Myślistwo – to najstarszy zawód dla mężczyzny. Dzisiaj oczywiście nie jest ono już podstawą zaopatrzenia w pokarm wysokobiałkowy. Sama jednak atmosfera obcowania z przyroda, szacunku dla zwierzęcia jako przeciwnika i duch męskiej wspólnoty pozostały.
Obok polowania ważną rolą dzisiejszych myśliwych jest dbanie o powierzone im zwierzęta. Dokarmianie roślinożerców i odstrzał nadmiernie rozmnożonych drapieżców. Myśliwi dobrze znają dobrze smak dziczyzny i czas gawędy po ławach wokół kotła z bigosem.
© Mamuka – Fotolia.com
Dla wielu kobiet myślistwo oznacza mężczyznę odzianego w kawałek zwierzęcej skóry, wędrującego z łukiem bądź harpunem i czyhającego na zwierzynę. I mają rację, bo tak polowania wyglądały kiedyś. Dziś jest to już zupełnie inny obraz, a mężczyźni nie robią tego z poczucia obowiązku, ale raczej dla przyjemności, gdyż dla wielu z nich myślistwo stanowi hobby.

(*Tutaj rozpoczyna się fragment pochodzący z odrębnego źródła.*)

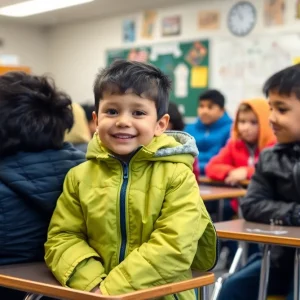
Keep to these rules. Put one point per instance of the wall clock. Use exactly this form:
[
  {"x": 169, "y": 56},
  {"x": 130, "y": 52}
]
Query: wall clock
[{"x": 242, "y": 18}]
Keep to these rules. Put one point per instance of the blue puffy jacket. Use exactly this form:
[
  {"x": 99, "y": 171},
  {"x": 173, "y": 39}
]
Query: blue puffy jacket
[{"x": 30, "y": 184}]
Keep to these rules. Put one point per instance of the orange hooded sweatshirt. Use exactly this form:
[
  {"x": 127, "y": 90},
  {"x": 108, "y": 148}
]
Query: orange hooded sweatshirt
[{"x": 237, "y": 153}]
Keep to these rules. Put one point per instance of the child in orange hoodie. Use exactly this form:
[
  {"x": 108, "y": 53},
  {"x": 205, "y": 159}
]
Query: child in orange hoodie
[{"x": 250, "y": 135}]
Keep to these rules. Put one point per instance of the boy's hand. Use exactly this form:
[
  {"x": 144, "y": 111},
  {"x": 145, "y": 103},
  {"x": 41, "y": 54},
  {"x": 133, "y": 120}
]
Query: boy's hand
[
  {"x": 237, "y": 175},
  {"x": 96, "y": 290}
]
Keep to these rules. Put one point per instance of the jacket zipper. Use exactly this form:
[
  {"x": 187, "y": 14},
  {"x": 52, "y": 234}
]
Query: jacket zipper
[
  {"x": 217, "y": 248},
  {"x": 123, "y": 212}
]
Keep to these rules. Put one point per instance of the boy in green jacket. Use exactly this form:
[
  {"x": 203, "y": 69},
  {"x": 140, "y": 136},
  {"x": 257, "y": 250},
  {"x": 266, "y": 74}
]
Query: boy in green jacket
[{"x": 131, "y": 217}]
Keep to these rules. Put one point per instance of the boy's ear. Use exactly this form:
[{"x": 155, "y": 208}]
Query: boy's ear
[
  {"x": 95, "y": 118},
  {"x": 162, "y": 125}
]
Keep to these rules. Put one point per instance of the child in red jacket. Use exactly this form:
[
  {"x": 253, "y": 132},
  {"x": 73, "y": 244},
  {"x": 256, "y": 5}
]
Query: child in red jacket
[{"x": 250, "y": 135}]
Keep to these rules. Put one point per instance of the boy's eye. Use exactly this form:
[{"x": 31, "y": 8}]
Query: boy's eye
[
  {"x": 139, "y": 113},
  {"x": 282, "y": 110},
  {"x": 111, "y": 111}
]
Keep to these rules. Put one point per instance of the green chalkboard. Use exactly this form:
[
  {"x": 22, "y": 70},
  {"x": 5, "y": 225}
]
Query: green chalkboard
[{"x": 185, "y": 63}]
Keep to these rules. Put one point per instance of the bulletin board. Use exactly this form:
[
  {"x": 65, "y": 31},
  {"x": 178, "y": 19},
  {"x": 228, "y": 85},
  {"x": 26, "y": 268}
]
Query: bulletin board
[
  {"x": 241, "y": 66},
  {"x": 4, "y": 69},
  {"x": 186, "y": 63}
]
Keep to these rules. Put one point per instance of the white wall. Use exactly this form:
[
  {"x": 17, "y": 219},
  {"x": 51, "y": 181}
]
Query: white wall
[
  {"x": 29, "y": 43},
  {"x": 76, "y": 51}
]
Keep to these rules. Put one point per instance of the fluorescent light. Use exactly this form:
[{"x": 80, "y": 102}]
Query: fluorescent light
[{"x": 34, "y": 7}]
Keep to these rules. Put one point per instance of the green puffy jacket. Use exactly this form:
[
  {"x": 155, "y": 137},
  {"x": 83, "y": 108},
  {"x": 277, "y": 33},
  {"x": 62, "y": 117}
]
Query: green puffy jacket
[{"x": 131, "y": 226}]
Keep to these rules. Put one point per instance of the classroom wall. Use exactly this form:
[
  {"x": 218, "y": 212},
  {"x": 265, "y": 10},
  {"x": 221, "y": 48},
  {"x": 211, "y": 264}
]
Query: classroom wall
[
  {"x": 29, "y": 43},
  {"x": 78, "y": 50}
]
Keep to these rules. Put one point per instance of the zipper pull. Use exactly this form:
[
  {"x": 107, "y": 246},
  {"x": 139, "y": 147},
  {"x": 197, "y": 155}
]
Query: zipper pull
[{"x": 125, "y": 171}]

W wielu miastach, mniejszych czy większych, organizowane są tzw. koła łowieckie, które mają swoich przewodniczących odpowiedzialnych za ich funkcjonowanie. Przyjmują oni kolejnych uczestników na podstawie zdanych egzaminów praktycznych i teoretycznych. Wówczas mężczyzna taki staje się pełnoprawnym myśliwym – ma prawo zakupić broń i w określonych terminach polować na wskazaną zwierzynę. Nie w każdej chwili i o każdej porze roku może bowiem zastrzelić zająca, czy jelenia. Myślistwo rządzi się swoimi własnymi prawami. Mężczyźni należący do danego koła łowieckiego wyposażeni są w specjalne kalendarzyki, mówiące o tym kiedy i na co można polować. Kobiety, które są bardziej wrażliwymi istotami, w większości twierdzą, iż jest to zabijanie bezbronnych zwierząt. Nie zawsze jest to jednak prawdą. Dziś myślistwo jako hobby łączy się poniekąd również z obowiązkiem, gdyż w ten sposób następuje selekcja zwierząt niezdolnych do dalszego życia czy redukcja szkodników. Nie należy więc uprzedzać się do czegoś zanim pozna się wszystkie za i przeciw, gdyż jak wiadomo, każdy medal ma dwie strony.